The copy number of the CPGL genes was determined in 5 pancreatic cancer cell lines, 25 specimens from the Korean cohort, and 61 specimens from the Italian cohort, as described previously (33) using the ribonuclease P RNA component H1 (RPPH1) gene as endogenous control; the copy number of the FBXO15 gene was determined in 25 specimens from the Korean cohort. The copy number of the genes was analyzed by CapyCaller v1.0 software (Applied Biosystems). The mRNA expression of the CPGL and CPGL-B isoforms in cancer cell lines was determined by TaqMan gene expression assay (Applied Biosystems). The assays ID for the CPGL and the CPGL-B isoforms were Hs00924034_m1 and Hs00926427_m1, respectively. Expression of the glyceraldehyde-3-phosphate dehydrogenase (GAPDH) gene was used as endogenous control. mRNA expression of both CPGL and CPGL-B isoforms were presented as delta Ct value (Ct value of the GAPDH gene–Ct value of the target gene).
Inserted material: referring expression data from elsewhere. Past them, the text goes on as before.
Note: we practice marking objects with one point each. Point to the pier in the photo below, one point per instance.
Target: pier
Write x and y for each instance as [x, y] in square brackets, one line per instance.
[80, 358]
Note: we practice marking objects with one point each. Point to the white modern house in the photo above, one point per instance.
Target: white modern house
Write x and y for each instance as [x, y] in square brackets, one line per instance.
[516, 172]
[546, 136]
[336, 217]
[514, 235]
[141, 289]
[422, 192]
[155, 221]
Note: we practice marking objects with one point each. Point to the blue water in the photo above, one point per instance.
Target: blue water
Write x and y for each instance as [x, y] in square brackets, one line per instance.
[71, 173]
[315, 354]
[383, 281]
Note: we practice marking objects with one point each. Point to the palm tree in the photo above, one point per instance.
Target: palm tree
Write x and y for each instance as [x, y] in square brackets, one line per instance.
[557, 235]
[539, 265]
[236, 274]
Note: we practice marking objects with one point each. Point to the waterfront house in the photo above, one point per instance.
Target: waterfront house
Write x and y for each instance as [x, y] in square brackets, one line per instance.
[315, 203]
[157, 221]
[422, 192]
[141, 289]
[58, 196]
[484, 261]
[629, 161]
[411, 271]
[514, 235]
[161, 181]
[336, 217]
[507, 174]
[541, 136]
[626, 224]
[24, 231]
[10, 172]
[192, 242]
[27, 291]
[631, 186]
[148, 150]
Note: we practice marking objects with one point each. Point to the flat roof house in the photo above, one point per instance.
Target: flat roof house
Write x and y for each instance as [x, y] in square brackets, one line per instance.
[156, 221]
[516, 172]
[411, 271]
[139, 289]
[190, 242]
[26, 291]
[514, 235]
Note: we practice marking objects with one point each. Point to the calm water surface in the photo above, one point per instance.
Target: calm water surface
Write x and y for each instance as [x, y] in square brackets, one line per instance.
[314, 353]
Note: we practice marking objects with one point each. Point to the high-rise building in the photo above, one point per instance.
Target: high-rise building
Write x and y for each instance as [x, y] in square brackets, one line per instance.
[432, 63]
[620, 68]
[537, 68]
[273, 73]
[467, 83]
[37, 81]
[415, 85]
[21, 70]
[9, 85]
Mutational analysis of KRas and TP53 genes
The mutational status of the K-Ras and TP53 genes were evaluated in 61 specimens of the Italian cohort. Nested PCR to amplify KRas (exons 1 and 2) and TP53 (exons 4, 5, 6, 7, 8, and 9) and sequencing of PCR products on an ABI PRISM 3100 Genetic Analyzer (Applied Biosystems) were done as described previously (34). Primer sequences are listed in Supplementary Table S1.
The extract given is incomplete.